Mr. Symon said the "No Thanks" slogan wasn't the only thing the No side has borrowed from the Canadian experience. As the race has tightened, he's sought to try and convince more Scottish businesses – who are broadly skittish about the idea of independence – to go public with their worries, the way Montreal's business community famously bolstered the federalist side in 1995 with talk of having to move jobs out of the province following a vote to separate.
Yes Scotland rejects most comparisons to the Quebec referendums, with the SNP working hard to distance itself from the sort of ethnic nationalism that coloured the Parti Québécois' narrow defeat in 1995. The Yes campaign's case for Scottish independence emphasizes the supposedly more social democratic nature of Scots – compared to the rest of the U.K. – and the benefits of having policy decisions made in Edinburgh, rather than London.

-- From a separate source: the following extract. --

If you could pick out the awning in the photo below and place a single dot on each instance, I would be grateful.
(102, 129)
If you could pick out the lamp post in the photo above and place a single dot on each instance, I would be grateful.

The pro-independence side sees the No camp's slogan switch as proof that the Yes campaign has the momentum heading into the home stretch. Stuart McDonald, a senior researcher for Yes Scotland, said he believes the polls are actually underestimating support for Scottish independence.
There are reasons for Mr. McDonald's optimism. Pollsters here admit that two key constituencies that make up much of the Yes support base – young voters and the working class – are traditionally underrepresented in the telephone surveys conducted in Scotland.
There's also the legendary get-out-the vote capability of Mr. Salmond and the SNP. Yes supporters like to point out that none of the pollsters predicted the SNP's majority win in the 2011 Scottish parliamentary election.
Some surveys also suggest that up to two-thirds of those who now say they are undecided – somewhere between 10 and 20 per cent of all eligible voters – are likely to tick Yes when forced to make a decision on Sept. 18.
The campaign until now has been characterized by a remarkable civility. While everyone in Scotland has an opinion – or a good explanation for why they haven't made up their mind yet – the debate has been respectful, with surprisingly few public rallies or flag-waving by either side. Even disagreements in the pub, so far, are resolved with polite handshakes.
"It's much more polite here. If you say how you're going to vote, people might say 'Oh, you musn't do that.' But there's no anger. … It was much more tense in Quebec," said Anna May Timpson, director of the Centre of Canadian Studies at the University of Edinburgh.
But many Scots say they're worried the campaign here will get nastier as Sept. 18 approaches – and the race tightens – with many predicting the mood could worsen quickly after the vote, as disappointment sets in for one side.